Sexual violence is not restricted to inter-personal violence between two people. During times of war, sexual violence is used on a large scale to intimidate and control entire groups. When armed groups use rape as a weapon of war, this is called Conflict Related Sexual Violence (CRSV).

In the 1990s, rape was used as a form of ethnic cleansing in Bosnia-Herzegovina and the Rwanda genocide. Prior to this, the international community understood rape as an inevitable consequence of war. Then, between 1992 and 1994, as many as 20,000 Bosnian women were brutally enslaved, raped, and tortured by Serbian and Bosnian military forces in the former Yugoslavia. In 1996, the International Criminal Tribunal for the Former Yugoslavia (ICTY) prosecuted police and military officers for rape as a war crime and as a crime against humanity, including officers who ordered soldiers to rape under their command.

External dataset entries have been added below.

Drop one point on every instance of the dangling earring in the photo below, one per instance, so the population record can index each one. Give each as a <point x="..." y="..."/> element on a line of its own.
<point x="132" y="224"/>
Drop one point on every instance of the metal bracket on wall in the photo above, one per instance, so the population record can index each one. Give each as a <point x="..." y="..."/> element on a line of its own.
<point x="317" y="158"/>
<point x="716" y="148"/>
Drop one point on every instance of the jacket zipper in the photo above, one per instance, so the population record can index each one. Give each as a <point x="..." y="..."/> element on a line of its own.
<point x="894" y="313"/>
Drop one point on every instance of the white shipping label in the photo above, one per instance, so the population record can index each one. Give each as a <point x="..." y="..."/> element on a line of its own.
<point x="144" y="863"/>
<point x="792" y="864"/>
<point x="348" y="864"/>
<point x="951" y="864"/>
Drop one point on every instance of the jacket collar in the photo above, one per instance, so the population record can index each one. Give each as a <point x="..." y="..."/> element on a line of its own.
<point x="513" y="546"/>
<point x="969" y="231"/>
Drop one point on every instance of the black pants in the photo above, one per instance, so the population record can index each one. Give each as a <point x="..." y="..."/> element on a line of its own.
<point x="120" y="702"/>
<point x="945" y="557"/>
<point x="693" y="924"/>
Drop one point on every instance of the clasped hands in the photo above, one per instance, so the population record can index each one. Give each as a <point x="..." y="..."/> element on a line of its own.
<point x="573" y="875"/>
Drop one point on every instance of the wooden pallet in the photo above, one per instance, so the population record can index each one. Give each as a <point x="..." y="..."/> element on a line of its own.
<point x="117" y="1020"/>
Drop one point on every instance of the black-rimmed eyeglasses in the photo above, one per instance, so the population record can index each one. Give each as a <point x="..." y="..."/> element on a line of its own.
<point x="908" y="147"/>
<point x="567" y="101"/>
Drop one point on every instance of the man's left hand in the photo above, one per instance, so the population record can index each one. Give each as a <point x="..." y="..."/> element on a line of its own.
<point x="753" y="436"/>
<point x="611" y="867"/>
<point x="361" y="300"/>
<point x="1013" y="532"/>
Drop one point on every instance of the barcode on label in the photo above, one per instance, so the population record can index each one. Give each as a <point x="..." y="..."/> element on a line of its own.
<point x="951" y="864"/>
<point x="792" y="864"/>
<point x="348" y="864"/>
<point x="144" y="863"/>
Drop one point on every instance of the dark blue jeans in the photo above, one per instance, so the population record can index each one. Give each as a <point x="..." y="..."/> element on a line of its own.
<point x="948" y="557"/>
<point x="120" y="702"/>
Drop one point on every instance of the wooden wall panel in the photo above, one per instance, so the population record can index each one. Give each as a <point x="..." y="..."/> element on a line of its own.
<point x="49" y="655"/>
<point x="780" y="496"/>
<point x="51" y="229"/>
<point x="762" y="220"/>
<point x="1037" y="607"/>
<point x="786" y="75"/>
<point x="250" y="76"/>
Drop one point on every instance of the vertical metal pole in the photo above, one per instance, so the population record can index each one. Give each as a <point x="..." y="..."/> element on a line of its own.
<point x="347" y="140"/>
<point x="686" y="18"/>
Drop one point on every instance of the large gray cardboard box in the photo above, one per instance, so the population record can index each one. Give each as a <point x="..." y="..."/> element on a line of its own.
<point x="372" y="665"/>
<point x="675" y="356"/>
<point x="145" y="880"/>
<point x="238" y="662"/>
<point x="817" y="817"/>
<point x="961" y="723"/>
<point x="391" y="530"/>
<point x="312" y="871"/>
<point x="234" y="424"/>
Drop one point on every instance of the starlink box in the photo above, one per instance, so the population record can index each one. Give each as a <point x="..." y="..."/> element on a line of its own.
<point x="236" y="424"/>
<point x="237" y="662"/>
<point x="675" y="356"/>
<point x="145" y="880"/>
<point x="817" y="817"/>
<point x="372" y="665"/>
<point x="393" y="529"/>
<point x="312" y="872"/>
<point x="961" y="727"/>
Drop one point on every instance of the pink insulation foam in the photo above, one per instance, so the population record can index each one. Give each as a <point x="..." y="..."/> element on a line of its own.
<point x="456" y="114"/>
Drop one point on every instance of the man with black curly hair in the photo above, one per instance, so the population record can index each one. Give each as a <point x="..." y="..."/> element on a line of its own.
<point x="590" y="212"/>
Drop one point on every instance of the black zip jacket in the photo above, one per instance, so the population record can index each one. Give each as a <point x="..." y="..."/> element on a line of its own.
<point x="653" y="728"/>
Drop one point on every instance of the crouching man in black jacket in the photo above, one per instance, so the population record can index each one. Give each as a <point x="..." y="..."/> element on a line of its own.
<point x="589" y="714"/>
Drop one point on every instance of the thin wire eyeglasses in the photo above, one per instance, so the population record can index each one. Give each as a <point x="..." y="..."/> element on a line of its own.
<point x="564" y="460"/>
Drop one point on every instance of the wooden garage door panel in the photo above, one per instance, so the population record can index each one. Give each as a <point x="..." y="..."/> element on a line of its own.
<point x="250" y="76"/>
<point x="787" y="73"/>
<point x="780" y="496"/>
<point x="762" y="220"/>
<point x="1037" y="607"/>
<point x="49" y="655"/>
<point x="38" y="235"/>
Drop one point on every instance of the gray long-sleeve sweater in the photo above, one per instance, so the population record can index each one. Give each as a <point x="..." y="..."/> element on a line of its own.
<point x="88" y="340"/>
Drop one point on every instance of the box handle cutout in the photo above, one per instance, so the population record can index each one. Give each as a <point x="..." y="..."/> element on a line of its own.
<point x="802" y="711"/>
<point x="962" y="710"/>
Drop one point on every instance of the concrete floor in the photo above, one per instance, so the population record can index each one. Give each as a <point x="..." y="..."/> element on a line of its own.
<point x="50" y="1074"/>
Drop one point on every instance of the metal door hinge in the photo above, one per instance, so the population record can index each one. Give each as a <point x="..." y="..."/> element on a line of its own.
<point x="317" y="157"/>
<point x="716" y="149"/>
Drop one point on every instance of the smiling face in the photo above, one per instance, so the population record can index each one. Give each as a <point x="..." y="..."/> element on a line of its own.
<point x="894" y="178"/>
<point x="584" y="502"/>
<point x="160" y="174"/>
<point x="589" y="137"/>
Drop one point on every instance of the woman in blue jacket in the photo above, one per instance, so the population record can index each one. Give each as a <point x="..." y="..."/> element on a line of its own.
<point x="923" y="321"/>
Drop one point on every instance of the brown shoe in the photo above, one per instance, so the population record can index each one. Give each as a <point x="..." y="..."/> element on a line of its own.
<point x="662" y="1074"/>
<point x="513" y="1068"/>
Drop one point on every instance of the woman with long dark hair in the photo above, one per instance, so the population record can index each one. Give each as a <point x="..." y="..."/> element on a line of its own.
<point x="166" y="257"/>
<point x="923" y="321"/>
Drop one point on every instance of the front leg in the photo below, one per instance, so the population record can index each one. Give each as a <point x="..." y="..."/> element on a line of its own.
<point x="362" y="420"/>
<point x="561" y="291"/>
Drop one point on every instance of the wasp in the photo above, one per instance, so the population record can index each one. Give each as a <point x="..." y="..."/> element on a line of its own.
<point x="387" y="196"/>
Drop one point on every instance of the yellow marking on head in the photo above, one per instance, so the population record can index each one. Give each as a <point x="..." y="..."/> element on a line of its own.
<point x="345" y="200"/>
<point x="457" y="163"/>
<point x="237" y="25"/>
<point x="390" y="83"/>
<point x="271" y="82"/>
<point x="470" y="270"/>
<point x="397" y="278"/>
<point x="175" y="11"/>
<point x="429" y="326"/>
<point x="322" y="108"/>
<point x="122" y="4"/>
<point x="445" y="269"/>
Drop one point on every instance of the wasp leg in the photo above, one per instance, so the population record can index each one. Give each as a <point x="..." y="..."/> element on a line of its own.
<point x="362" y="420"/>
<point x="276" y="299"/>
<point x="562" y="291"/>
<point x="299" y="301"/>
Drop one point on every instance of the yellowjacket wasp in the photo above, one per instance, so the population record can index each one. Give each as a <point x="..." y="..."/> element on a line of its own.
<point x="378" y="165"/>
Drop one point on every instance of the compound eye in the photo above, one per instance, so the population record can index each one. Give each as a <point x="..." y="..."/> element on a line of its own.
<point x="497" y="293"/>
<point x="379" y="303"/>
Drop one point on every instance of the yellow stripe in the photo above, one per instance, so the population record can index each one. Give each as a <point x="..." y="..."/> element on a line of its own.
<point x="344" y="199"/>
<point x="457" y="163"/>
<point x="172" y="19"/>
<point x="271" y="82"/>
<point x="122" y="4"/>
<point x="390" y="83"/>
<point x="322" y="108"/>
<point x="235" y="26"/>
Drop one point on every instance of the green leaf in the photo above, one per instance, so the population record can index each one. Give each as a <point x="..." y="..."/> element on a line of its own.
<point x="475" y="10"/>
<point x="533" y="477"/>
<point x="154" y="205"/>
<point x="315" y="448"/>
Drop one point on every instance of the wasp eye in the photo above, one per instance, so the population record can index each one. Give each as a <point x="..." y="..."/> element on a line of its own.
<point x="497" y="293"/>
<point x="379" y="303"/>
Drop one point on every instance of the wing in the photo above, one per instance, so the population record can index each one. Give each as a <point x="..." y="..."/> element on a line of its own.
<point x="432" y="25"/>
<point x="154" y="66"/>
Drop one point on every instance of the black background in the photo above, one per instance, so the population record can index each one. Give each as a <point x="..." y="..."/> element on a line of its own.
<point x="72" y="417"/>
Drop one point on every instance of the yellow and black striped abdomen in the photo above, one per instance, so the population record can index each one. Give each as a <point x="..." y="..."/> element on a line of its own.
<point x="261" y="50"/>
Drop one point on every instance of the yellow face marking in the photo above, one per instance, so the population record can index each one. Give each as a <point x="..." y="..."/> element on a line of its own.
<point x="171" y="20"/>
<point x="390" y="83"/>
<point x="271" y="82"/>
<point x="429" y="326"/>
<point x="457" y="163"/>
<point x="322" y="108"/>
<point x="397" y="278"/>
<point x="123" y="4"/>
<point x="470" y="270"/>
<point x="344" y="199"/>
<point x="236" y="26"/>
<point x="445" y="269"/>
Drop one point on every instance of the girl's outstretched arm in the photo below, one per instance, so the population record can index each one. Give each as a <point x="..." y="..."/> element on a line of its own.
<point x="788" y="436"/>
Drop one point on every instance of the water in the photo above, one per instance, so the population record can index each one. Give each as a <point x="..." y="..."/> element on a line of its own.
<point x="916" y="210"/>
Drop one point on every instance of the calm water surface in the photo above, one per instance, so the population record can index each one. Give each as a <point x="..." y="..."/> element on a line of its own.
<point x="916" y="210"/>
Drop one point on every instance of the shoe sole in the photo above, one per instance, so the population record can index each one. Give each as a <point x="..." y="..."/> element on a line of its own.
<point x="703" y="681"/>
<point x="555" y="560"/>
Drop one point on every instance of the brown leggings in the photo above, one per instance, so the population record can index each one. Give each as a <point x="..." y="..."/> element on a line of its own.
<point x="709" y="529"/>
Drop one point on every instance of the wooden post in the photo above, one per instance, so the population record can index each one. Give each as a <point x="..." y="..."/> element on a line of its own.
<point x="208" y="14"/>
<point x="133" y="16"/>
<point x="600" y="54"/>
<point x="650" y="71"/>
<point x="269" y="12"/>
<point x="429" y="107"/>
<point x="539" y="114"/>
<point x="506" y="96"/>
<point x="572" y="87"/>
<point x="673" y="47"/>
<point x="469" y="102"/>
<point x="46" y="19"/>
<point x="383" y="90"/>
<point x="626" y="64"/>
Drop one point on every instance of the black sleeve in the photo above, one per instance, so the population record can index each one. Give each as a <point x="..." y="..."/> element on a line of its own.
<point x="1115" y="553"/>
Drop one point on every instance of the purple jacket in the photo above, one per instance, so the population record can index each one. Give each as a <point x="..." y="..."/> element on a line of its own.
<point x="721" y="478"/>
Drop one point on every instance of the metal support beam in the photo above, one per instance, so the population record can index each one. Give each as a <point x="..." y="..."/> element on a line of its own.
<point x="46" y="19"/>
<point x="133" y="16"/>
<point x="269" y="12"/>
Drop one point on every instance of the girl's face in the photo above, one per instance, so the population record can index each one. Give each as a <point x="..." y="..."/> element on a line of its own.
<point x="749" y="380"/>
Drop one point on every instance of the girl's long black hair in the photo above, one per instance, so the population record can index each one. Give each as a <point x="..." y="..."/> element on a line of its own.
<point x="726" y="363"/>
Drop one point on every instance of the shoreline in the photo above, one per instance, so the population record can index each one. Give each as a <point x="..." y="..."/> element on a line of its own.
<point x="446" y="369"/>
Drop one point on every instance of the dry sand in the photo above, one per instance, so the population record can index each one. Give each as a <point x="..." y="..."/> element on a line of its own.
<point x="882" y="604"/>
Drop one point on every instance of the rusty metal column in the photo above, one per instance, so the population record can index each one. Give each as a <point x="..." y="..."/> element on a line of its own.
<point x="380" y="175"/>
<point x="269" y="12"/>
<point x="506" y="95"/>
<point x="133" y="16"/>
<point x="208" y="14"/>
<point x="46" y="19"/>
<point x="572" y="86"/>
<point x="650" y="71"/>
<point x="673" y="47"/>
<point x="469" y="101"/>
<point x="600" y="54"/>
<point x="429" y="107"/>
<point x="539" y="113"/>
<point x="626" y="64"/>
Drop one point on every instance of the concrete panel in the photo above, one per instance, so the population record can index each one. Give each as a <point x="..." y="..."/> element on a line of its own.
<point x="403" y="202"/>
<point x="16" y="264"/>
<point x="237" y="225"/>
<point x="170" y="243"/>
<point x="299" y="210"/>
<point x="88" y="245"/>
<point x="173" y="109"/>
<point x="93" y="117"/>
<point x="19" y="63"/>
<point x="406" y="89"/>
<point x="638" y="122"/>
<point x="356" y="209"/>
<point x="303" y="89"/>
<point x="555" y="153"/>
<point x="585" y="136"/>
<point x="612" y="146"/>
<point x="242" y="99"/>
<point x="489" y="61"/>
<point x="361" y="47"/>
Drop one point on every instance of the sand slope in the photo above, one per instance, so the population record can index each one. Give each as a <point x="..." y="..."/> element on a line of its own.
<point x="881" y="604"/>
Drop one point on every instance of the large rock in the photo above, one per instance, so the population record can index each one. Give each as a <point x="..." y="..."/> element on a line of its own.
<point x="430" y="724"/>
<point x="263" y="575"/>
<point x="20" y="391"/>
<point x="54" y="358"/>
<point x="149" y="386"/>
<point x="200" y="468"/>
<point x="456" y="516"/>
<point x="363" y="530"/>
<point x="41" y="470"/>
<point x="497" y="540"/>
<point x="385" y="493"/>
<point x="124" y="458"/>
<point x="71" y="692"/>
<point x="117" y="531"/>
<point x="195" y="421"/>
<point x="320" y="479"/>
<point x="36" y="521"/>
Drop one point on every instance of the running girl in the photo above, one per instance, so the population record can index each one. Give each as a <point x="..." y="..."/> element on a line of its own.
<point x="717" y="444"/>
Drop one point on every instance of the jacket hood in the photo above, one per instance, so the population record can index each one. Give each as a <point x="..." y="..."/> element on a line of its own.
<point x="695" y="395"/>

During the same period, the International Criminal Tribunal for Rwanda (ICTR) was established to prosecute those responsible for the genocide that killed 800,000 ethnic Tutsi were systematically killed in merely one-hundred days between April and July 1994. During the mass killings, Hutu military commanders gave orders for men to rape women with the express purpose of impregnating them and re-engineering the ethnicity of their children. It is estimated that “hundreds of thousands” of Rwandan women were raped, as evidenced by the many women who abandoned their offspring after giving birth. As a result of what happened in Rwanda, the International Criminal Court (ICC) also determined that rape could be prosecuted as an act of genocide.

 

Understanding Violence

Today, the United Nations documents Conflict Related Sexual Violence (CRSV) in war zones, holding armed groups accountable for reported violations. Each year, the UN Secretary General reports how many people are affected by sexual violence in active conflicts. Even though many cases of CRSV still go unreported, we can track the number of people affected from Myanmar to the Democratic Republic of the Congo.

Studying these patterns of violence helps us learn how to end the cycle of violence. However, more needs to be done to prevent sexual violence. Significant efforts are underway to fight against impunity, to hold armed groups accountable by establishing codes of conduct for military forces and enforcing a military code of justice. However, many countries are hampered by malfunctioning judicial systems and a weak rule of law, which allows perpetrators to go free.